To be 100% clear, this is not at all a challenge to mainstream population genetics, which makes claims about our ancestors as a whole. All the population size estimates (which are geometric averages over a time window) all include Homo sapiens + others, as far as I know. As far as I know, no one has found a way to figure out what the ratio is between the two population is; nor has anyone asked the question in a research study.

It is entirely possible that at sometime in the distant past, the total number of breeding Homo sapiens is precisely two, even though the total number of our ancestors at the time would be much more. Eventually, these early Homo sapiens would interbreed with others. This is an example of a hypothesis that (1) directly contradicts @DennisVenema’s claim, and (2) appears entirely consistent with the evidence, as I understand it (and I’m happy to be corrected). If any such hypothesis exists (and I think I’ve just demonstrated one), then Dennis’s claim is false.

The problem is not the findings of mainstream population genetics at all here. The problem is rather in the inference from this finding to the claim that this means Homo sapiens never dip below a few thousand. If we go back far enough their numbers go to zero. If they can go to zero without contradicting the evidence; so why can’t they go to 2? (of course, the would be interbreeding with surrounding non-sapiens).

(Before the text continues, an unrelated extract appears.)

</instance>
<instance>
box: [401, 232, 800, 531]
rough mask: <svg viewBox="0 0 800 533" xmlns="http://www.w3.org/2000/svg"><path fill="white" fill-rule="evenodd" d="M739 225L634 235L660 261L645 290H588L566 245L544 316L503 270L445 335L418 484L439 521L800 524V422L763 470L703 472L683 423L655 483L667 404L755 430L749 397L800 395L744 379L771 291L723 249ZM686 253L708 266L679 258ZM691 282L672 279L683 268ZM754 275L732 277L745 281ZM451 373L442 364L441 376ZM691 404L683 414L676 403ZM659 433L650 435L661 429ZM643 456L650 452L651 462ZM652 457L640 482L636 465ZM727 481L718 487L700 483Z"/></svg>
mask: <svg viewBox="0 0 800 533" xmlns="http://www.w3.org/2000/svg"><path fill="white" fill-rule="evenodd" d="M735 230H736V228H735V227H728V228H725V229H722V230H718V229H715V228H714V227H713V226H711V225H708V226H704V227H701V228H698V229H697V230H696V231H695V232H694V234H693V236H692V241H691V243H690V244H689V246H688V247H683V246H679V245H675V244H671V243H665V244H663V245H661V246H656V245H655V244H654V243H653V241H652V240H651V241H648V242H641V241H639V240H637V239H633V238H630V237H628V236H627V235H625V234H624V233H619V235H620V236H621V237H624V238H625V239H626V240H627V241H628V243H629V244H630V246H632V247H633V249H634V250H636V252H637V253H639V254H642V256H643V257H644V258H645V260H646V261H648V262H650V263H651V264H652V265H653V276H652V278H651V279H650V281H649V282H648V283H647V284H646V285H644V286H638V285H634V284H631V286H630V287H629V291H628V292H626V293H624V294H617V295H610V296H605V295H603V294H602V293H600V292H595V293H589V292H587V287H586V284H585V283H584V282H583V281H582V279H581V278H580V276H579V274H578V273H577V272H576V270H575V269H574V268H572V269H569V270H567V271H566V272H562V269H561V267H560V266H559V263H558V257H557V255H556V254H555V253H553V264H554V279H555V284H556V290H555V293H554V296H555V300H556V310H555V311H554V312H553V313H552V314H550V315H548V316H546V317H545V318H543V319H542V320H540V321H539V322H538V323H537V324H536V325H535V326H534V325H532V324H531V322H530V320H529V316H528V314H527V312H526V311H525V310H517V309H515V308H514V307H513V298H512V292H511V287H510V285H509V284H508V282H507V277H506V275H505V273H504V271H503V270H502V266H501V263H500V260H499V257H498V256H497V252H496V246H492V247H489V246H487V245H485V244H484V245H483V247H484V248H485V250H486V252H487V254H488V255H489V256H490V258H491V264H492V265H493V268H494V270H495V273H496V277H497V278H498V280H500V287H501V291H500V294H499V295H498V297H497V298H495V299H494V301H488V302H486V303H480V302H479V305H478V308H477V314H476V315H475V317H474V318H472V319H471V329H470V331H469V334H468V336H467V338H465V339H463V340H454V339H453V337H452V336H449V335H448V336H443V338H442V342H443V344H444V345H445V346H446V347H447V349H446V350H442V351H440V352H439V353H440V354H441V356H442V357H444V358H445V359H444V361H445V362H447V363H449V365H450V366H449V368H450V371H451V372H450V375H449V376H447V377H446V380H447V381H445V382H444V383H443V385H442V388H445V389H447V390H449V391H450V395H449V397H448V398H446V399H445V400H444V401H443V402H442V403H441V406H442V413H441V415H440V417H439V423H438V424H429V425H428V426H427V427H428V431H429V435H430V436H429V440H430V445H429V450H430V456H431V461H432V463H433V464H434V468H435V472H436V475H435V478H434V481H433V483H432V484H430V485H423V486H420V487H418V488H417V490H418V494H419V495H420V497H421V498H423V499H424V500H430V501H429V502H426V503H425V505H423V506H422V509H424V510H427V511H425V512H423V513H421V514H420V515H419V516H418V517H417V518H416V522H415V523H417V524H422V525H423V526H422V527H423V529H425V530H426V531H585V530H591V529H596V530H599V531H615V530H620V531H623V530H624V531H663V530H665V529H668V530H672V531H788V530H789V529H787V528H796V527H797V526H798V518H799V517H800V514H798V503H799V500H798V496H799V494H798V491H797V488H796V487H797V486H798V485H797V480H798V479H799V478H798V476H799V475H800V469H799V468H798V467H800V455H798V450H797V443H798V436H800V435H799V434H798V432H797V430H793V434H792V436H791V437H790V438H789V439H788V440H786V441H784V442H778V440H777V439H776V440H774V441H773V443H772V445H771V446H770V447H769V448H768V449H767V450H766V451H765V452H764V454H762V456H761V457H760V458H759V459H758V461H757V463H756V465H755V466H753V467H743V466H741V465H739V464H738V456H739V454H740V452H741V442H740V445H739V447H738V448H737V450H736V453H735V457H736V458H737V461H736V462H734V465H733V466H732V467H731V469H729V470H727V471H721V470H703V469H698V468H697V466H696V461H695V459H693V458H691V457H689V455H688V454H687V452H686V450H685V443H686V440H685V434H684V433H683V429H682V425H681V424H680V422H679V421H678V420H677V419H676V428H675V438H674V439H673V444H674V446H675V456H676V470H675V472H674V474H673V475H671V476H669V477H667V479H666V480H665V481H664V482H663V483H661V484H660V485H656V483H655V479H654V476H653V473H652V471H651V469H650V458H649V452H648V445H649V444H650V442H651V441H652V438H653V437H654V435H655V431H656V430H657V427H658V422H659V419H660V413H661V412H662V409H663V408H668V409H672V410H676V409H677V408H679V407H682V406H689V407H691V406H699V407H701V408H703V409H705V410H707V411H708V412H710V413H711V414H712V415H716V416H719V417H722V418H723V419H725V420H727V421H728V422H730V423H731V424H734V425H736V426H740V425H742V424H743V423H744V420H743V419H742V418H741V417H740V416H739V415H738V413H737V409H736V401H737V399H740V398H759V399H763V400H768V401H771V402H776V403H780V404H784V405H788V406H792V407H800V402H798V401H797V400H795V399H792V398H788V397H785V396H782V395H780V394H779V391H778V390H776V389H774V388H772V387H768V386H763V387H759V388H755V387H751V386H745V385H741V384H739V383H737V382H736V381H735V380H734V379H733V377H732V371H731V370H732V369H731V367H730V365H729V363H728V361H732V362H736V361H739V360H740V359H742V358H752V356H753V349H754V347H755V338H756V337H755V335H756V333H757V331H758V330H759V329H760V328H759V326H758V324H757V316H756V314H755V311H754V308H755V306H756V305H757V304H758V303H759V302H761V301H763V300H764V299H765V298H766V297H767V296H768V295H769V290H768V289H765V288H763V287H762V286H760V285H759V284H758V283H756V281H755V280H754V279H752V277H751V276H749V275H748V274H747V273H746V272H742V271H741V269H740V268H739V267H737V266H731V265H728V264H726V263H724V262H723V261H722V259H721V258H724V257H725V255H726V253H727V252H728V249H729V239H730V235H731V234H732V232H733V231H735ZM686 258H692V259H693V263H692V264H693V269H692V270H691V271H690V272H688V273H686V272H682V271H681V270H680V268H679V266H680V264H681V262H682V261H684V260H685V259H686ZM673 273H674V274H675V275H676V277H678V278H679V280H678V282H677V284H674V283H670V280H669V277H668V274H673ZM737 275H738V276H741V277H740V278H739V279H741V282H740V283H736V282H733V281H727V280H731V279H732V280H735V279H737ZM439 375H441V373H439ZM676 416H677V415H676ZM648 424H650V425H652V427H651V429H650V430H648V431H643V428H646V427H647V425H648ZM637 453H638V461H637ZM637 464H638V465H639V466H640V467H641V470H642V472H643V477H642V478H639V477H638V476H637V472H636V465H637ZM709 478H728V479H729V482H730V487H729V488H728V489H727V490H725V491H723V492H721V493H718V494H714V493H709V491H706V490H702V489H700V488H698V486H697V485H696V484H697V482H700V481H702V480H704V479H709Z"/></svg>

Now, I stand to be corrected if there is a body of scientific work uncovered that cleverly demonstrates how Homo sapien DNA is separable from all other DNA, and effectively estimates population sizes over the last 350 kya years. It is entirely possible this large body of work exists, and I never encountered it.

Absent that body of work, I think Dennis just misunderstood (or misspoke) the relationship between the finding of population genetics and his novel claim, not even realizing his claim was novel (see Ecological Fallacy). If I had done the same, I would probably just retract the mistake. Perhaps replacing it with a more precise statement that actually does have a great deal of evidence. That’s just me though. I, personally, find no value in defending my own misstatements.

Everyone makes mistakes anyways. I find people trust me more when I am quick to retract mine.